Rien ne parut au dehors, de sa détresse ; et Bernard répondit :

— Tant pis.

Sur quoi les deux amis se quittèrent.

Olivier n’avait rien dit à Bernard de tout ce qu’il s’était promis de lui dire. Il craignait de lui avoir déplu. Il se déplaisait à lui-même. Si fringant encore ce matin, il marchait à présent la tête basse. L’amitié de Passavant, dont d’abord il était si fier, le gênait ; car il sentait peser sur elle la réprobation de Bernard. Ce soir, à ce banquet, s’il y retrouvait son ami, sous les regards de tous, il ne pourrait pas lui parler. Ce ne pouvait être amusant, ce banquet, que s’ils s’étaient préalablement ressaisis l’un l’autre.
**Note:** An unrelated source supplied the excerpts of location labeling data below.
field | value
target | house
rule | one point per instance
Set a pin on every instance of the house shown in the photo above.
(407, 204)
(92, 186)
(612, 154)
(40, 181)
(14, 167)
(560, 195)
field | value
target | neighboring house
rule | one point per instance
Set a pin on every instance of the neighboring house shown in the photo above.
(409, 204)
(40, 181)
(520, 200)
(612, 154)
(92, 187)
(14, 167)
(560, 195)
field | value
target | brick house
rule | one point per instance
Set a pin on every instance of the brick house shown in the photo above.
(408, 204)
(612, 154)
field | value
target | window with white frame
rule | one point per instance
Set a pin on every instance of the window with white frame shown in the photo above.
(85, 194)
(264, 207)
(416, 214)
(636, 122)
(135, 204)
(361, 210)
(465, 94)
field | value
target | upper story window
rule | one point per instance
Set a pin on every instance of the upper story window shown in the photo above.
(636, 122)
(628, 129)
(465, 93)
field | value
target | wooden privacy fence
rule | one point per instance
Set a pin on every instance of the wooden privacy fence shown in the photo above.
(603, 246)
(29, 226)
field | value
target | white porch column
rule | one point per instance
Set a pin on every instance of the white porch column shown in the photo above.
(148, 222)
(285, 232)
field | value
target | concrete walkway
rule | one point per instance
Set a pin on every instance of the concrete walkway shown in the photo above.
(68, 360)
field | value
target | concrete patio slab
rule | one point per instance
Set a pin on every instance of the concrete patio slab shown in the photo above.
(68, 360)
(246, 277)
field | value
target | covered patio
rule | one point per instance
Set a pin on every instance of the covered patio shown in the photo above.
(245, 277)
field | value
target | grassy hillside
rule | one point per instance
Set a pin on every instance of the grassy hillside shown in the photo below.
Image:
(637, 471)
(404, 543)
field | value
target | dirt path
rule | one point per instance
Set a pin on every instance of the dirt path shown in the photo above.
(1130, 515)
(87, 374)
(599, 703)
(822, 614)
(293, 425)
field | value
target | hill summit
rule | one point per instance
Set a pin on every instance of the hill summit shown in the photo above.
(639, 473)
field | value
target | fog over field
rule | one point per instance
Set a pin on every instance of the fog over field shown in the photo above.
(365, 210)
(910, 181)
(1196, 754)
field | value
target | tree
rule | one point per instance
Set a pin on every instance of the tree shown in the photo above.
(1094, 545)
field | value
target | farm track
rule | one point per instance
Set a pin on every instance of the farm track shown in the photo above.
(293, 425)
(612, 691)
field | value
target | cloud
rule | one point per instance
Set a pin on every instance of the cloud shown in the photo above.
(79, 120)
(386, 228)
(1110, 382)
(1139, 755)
Et, dictée par la vanité, quelle fâcheuse idée il avait eue, d’y attirer également l’oncle Édouard ! Auprès de Passavant, entouré d’aînés, de confrères, de futurs collaborateurs d’Avant-Garde, il lui faudrait parader ; Édouard allait le méjuger davantage ; le méjuger sans doute à jamais… Si du moins il pouvait le revoir avant ce banquet ! le revoir aussitôt ; il se jetterait à son cou ; il pleurerait peut-être ; il se raconterait à lui… D’ici quatre heures, il a le temps. Vite, une auto.